How about making a custom log_sum_exp that ignores infs:

real log_sum_exp_ignore_inf(vector v) {
  int N = size(v);
  vector noninfs[size(v)];
  int q = 1;

  for (n in 1:N) {
    if (is_inf(v[n]) == 0) {
      noninfs[q] = v[n];
      q =  q + 1;
    }
  }

  return log_sum_exp(noninfs[1:q]);
}

Or make two arrays that encode the possible states at each time sparsely (N time points, 4 states):

int number_of_states_at_T[N] = {
  1,
  2,
  4,
  4,
  ...
}

// -1 is a non-state
int state_ids_at_time_T[N, 4] = {
  {1, -1, -1, -1}, //Only one possible state
  {2, 3, -1, -1}, //Only two possible states
  {1, 2, 3, 4},
  {1, 2, 3, 4},
  ...
}

Then your two inner loops that loop over K now would instead loop over number_of_states_at_T[t] (outer) and number_of_states_at_T[t - 1] (inner). You’d have to account for a variable length log_sum_exp too.

All you need to do in principle is forbid any transitions that don’t go through your declared states. Then just normalize what’s left. It’s a pretty simple tweak to the forward algorithm.

The practice isn’t so easy, especially in Stan if the known states are ad hoc.

Bob, just to disambiguate: what do you mean exactly by “forbid”? If a given
transition from i to j is not allowed by the model, then is it just that
the log forward probability unalpha doesn’t get incremented (ie unalpha t =
unalpha t-1)?

I didn’t read closely enough and thought you had some state observations (as is common in many HMM problems in natural language processing, like part-of-speech tagging). The issue’s always the same with these HMMs, though—controlling which transitions or emissions are legal.

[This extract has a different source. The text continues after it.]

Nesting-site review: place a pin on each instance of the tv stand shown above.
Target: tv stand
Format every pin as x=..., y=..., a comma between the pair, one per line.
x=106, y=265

To do this efficiently, you’ll need an efficient version of the forward algorithm that prunes the illegal states. You can just hard code that for a problem, or use a separate “legal emission” or “legal transition” boolean matrix to figure out which states to skip. Then everything should just normalize based on the legal states.